此刻姜霖暮脑子里乱哄哄的,根本没顾及教室里的起哄声,直到祝余转后来拍了拍姜霖暮的肩膀,提醒她:“别发呆了,他们有点过了。”
姜霖暮反应过来不知所措的看向贺虎,后者意味深长的笑了下,用眼神告诉她:“我乐意这样。”
姜霖暮叹了口气,觉得靠别人不如靠自己,正想开口说什么,却被贺虎抢了一步:“行了,都闭嘴吧,你们历史课代表生气了。”
这下起哄声平息下来,姜霖暮不在乱想,专心背政治,贺虎看着小女生认真的模样,笑了笑。

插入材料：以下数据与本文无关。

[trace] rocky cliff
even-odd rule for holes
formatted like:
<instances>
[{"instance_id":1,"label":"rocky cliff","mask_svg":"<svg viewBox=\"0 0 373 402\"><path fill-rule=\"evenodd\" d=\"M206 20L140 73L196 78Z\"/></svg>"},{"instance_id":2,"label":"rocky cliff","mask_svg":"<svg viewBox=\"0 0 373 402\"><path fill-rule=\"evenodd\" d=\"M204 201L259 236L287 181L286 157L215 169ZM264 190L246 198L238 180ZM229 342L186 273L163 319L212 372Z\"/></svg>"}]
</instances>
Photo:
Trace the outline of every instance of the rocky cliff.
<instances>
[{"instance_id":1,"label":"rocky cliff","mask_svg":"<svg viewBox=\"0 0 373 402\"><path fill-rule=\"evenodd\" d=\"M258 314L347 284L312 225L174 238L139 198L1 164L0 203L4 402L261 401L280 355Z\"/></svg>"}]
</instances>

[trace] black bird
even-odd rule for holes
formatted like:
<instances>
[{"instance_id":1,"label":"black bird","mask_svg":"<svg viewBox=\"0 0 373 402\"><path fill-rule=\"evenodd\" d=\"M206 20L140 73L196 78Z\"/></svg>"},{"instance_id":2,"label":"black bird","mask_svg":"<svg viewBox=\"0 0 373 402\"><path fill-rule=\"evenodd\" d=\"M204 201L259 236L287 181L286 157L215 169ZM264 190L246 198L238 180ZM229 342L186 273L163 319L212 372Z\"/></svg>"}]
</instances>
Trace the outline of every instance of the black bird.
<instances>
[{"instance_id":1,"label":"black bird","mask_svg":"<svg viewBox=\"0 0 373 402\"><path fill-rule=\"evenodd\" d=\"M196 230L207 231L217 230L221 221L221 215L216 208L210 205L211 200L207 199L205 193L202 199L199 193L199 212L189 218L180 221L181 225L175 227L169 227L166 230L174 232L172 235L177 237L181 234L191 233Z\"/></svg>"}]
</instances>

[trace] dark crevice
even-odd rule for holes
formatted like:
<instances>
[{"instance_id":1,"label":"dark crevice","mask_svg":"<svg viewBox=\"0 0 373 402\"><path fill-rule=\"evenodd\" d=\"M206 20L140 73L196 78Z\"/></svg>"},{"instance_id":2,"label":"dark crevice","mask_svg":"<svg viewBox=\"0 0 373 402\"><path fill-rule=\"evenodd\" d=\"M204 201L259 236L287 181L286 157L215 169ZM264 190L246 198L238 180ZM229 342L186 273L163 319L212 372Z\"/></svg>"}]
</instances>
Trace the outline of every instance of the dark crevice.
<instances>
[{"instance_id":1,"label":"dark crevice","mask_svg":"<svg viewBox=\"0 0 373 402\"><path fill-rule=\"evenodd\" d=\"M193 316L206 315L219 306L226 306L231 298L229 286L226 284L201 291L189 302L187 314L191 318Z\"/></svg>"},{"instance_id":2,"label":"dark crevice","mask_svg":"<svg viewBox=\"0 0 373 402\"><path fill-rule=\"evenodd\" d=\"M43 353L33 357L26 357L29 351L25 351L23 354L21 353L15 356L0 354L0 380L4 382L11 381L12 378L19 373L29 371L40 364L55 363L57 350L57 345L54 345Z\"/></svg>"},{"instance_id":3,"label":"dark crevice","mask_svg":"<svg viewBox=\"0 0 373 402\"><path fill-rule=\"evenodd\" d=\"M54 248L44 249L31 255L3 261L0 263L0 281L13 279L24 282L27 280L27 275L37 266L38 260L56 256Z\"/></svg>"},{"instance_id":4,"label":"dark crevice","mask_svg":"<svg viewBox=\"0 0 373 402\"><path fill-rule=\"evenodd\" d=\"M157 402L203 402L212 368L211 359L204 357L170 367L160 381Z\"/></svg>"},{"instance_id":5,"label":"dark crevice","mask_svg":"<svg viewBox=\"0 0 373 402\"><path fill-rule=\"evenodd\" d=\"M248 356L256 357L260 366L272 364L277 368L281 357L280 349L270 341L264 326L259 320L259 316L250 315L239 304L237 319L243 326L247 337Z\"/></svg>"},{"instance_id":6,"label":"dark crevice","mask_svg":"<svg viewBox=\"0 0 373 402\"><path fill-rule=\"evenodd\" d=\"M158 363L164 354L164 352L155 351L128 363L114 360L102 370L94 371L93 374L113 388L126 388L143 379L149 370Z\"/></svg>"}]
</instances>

三十分钟早自习如流水般过去,姜霖暮觉得自己的知识点背的差不多了,先看了看桌子上贴的课表,第一节是化学课,又看了看手表,7:58,她想出去一趟。
楼道里,吵哄哄的。
她先往前门走去,决定先上个厕所,刚推开前门——
“我不知道,别问我,转学之后她们学校管的很严,我都很少联系她,要问自己去问她,别不好意思。”
“你告我呗,省得麻烦。”慵懒的语气,好似漫不经心。
姜霖暮心里咯噔一下,走也不是,返回去也不是。
正时,那俩人注意到她了。
“学妹,偷听别人说话可不好啊。”那个女孩说。
“不……不是,我没有偷听你们说话,我只是要去上厕所。”姜霖暮解释。
“这样啊,不好意思,后门更近啊,你走后门。”学姐说,“前门还得绕一大圈,有点费时间啊。”
姜霖暮刚想开口,左手旁突然传来一声“嗤笑”她下意识抬头,对上那双冷淡的眼睛。
“你笑什么?”学姐问周北余,“怎么?这位就是暗恋你的那个学妹啊?”
姜霖暮心狠狠的跳了下,脸开始红起来。
“别不说话啊,看来是真的,学妹都脸红了,我觉得你……”学姐想说什么,却对上周北余冷酷的眼睛,又收了回去。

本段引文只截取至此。